How can I reduce the effects of alcohol on my sleep?

  • Moderation: Many people can still enjoy coffee AND get good sleep by following a few basic guidelines. Get your caffeine fix in before 2 pm (or 6 hours before bed) to avoid the lingering anti-sleep effects of caffeine. Limit your daily intake to 250- 400 mg to reduce any health risks. 
  • Pair it with L-Theanine: L-theanine is an amino acid found in tea leaves. On its own, it improves focus and reduces stress. Taking a dose of 50 mg of L-Theanine with 100 mg of caffeine can significantly improve attention and cognitive performance, better than just coffee alone. This powerful little supplement is easy to take and boosts coffee’s good effects while reducing your stress response. 
  • Rethink your definition: Coffee may masquerade as a delicious treat, but it should really be viewed as a supplement. It may help to think of it as a performance-enhancing substance that you don’t need to keep dosing all day (no matter how good lattes taste).  
  • Don’t drink coffee first thing in the morning: Your body has a natural system that wakes you up in the morning by pumping you up with energy-boosting hormones like cortisol. Drinking coffee within the first 90 minutes of waking up can blunt the stimulating effects of coffee and lead to increased tolerance to caffeine. Time your coffee breaks for late morning and right after lunch when cortisol is generally lower.
  • Watch your intake: Caffeine is often snuck into treats like dark chocolate, pain relievers, and sodas. Even decaf has 15 to 30% of the caffeine dose of a regular cup of coffee. 

I can really handle my caffeine, will it affect MY sleep?

Even though it’s common to build up a tolerance to caffeine’s stimulating effects, this does not mean it won’t disrupt sleep. Continuous exposure to caffeine disrupts our internal clocks which can lead to sleep problems. People who have built up a tolerance to caffeine often drink more, which ultimately leads to an increase in side-effects.
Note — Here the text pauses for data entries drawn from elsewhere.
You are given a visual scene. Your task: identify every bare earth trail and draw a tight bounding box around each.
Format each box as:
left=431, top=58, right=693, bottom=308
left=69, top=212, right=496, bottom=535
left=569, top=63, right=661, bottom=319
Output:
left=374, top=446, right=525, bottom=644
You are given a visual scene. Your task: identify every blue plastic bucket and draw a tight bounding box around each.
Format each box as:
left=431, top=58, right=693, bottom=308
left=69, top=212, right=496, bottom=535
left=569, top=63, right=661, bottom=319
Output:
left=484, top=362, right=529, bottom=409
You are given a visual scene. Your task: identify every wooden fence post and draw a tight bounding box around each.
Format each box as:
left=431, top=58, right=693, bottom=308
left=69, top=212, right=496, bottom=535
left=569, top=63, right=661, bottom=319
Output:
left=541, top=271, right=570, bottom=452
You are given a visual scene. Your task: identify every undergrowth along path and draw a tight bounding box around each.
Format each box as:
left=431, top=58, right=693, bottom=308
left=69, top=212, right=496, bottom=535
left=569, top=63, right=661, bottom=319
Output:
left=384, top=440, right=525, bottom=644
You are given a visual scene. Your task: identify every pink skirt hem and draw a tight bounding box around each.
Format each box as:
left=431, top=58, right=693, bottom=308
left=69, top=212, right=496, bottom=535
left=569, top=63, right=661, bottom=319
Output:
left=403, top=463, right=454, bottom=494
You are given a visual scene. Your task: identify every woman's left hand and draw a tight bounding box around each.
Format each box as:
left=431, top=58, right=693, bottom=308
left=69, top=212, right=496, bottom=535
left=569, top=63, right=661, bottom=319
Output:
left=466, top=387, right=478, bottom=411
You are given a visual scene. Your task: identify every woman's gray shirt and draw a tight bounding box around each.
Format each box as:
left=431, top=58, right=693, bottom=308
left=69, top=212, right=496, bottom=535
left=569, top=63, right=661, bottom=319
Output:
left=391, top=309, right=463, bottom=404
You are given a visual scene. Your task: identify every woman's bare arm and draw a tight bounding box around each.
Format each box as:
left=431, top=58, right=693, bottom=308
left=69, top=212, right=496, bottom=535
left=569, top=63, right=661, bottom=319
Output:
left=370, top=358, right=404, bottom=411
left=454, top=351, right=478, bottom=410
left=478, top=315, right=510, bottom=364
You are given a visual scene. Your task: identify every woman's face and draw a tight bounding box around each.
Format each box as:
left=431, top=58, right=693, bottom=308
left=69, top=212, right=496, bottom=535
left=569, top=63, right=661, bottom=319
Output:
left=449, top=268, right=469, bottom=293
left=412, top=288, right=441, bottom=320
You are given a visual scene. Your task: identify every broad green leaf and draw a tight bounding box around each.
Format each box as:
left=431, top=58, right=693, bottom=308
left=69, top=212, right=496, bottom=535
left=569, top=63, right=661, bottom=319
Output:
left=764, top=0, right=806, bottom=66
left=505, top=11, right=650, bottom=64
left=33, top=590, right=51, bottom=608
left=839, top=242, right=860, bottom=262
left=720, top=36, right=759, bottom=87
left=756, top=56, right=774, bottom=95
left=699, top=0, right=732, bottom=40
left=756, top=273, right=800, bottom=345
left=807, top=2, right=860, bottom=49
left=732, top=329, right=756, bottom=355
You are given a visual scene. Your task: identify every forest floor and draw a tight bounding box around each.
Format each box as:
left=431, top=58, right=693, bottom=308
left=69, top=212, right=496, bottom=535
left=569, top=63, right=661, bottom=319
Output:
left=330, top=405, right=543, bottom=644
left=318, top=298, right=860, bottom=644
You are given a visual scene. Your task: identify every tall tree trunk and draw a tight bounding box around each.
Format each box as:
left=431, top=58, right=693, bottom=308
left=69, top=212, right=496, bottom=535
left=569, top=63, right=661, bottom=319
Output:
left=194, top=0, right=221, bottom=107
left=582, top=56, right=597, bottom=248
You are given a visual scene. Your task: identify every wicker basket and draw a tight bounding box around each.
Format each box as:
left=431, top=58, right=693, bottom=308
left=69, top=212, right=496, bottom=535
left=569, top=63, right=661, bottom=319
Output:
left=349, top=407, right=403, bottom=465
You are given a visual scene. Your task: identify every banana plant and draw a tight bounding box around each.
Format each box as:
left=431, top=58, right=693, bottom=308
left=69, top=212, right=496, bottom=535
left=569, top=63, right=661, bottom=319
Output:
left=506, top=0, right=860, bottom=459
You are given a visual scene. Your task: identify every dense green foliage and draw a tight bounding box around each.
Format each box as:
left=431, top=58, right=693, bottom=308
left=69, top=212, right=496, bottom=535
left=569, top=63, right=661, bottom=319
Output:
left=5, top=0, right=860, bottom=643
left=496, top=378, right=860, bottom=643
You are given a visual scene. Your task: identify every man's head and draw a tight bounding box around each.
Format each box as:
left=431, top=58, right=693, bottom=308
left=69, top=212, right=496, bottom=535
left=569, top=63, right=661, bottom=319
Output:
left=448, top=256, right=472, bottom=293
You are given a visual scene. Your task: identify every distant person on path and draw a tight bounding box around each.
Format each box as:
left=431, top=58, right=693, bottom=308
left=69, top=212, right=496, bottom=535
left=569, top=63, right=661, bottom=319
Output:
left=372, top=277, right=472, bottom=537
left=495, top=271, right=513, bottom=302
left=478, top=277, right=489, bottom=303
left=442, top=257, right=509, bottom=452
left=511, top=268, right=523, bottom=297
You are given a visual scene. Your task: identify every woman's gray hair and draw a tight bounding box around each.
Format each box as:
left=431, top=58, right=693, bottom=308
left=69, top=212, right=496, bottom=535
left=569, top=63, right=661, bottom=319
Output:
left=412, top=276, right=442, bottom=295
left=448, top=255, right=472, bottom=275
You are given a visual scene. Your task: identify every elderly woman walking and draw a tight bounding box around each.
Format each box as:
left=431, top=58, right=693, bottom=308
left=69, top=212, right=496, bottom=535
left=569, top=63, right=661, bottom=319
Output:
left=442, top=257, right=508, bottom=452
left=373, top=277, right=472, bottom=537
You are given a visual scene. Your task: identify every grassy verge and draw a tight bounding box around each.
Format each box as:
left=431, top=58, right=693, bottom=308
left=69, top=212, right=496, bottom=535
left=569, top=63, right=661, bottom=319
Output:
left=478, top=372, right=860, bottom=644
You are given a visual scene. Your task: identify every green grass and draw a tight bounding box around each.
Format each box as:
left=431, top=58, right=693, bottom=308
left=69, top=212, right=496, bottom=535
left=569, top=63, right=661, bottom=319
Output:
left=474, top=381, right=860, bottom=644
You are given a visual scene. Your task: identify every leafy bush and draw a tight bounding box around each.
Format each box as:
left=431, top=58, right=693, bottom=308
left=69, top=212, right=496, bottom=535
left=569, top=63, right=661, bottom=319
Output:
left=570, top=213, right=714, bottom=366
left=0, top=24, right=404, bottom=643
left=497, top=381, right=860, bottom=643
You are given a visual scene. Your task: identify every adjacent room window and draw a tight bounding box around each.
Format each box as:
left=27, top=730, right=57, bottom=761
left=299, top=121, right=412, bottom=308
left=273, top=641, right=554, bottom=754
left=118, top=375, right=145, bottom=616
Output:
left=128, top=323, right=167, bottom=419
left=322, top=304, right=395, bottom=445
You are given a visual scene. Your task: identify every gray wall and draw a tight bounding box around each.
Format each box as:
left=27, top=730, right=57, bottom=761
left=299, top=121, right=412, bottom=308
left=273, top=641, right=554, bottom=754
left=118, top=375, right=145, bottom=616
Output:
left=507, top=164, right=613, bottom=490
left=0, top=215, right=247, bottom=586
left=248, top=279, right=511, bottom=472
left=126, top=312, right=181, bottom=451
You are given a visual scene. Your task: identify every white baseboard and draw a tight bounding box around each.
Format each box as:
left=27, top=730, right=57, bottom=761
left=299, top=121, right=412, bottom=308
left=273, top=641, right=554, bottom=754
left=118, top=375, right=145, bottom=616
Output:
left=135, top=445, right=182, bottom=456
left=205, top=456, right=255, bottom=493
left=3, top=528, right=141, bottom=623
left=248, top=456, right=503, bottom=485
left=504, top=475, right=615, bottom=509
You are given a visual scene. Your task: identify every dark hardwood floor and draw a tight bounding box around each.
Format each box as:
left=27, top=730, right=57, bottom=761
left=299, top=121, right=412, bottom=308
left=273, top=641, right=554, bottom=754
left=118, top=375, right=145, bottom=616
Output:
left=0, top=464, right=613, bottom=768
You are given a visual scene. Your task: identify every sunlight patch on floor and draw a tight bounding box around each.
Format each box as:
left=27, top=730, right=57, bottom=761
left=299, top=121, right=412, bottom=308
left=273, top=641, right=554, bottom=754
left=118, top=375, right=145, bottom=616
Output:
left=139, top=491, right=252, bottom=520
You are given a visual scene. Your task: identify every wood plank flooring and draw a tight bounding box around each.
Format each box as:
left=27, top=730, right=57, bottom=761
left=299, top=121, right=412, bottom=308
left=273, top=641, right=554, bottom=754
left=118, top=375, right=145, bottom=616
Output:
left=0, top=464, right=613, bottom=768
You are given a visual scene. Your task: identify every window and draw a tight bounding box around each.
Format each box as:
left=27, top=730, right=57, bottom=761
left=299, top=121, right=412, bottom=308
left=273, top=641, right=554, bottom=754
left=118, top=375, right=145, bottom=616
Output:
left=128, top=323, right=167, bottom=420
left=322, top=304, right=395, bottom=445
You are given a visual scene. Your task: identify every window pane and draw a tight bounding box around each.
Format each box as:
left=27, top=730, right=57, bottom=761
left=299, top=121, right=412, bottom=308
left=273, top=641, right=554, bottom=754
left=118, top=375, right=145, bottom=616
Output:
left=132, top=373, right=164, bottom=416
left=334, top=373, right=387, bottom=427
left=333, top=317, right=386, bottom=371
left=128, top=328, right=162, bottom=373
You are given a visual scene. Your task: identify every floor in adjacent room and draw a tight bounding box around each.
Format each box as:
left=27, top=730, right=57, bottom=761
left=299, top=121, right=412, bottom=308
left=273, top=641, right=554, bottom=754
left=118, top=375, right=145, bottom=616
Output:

You can reduce these effects by using caffeine intermittently, taking tolerance breaks, or halving your intake every other day. 

Bottom line: Stick with moderation and don’t have coffee six hours before bedtime to avoid unwanted sleep disruptions. 

ACTIONS:
To reduce the negative impact of caffeine on sleep: 
• No caffeine for 6 hours before bedtime.
• Take coffee with L-theanine to boost focus and reduce stress.
• Have your first cup 90 minutes after waking up for optimal stimulating effects.